La vache!

Pity the poor cow. They give us milk and cheese, meat and leather, are the source of sustenance and prosperity. They are venerated in some cultures yet treated like so much merchandise and with a flagrant lack of humanity in others. Adding insult to injury, the word ‘cow’ is never used as a compliment.

‘La vache’ expresses surprise in French. Whether a ‘wow’ or a ‘damn’, either positive or negative. It is slang but not vulgar.

However, to say someone or something is ‘vache’ means it’s not nice. Nasty, mean, tough… Arrête d’être vache! Stop being a cow!            

To do something mean to someone is to ‘faire une vacherie’. It seems somehow unjust that the language always attributes the feminine gender to such behaviour. I’ve seen it in both men and women. Note that in French, however, it is ‘une vache’ but ‘un boeuf’.

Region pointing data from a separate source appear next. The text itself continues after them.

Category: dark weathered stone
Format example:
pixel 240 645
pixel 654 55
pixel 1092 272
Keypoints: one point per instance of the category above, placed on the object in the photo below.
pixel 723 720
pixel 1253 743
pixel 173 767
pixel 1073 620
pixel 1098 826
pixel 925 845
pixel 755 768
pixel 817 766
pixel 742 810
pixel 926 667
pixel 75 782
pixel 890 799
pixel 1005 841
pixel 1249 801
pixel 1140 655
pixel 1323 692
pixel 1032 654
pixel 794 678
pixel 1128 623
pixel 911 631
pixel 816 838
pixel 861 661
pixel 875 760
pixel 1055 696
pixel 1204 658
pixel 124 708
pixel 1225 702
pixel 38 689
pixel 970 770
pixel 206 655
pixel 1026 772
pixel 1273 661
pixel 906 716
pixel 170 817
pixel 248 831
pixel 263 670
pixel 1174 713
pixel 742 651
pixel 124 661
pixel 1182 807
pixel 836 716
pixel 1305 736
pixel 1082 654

Until recently I thought these were just different names for male and female. I did not know that milk cows (‘vache laitière’, not to be confused with ‘vache à lait’…) are a completely different subset of the bovine species from beef cattle. Ah, the ignorance of the city mouse!

However, to be really mean and horrible takes being a cow a step further.

In my early days in the French corporate world, a colleague pulled me aside and told me to watch myself around so-and-so. “Attention,” she said, “C’est une peau de vache.

“A cow skin? Whatever does that mean?” I asked. Turns out that this is worst kind of person, the one who will smile to your face and stab you in the back as soon as you’re not looking. Worse, they will go to any length to get what they want.

Yet the poor cow’s hide makes such a lovely chair!

Aside from having their name so often taken in vain, the French cow’s life is not so bad. We have many small, family-run farms where just a few cattle graze in the fields.

Perhaps this is why the most famous of French cows is always smiling. The cheesy laughing cow of course!

Do you have a favourite expression involving cows?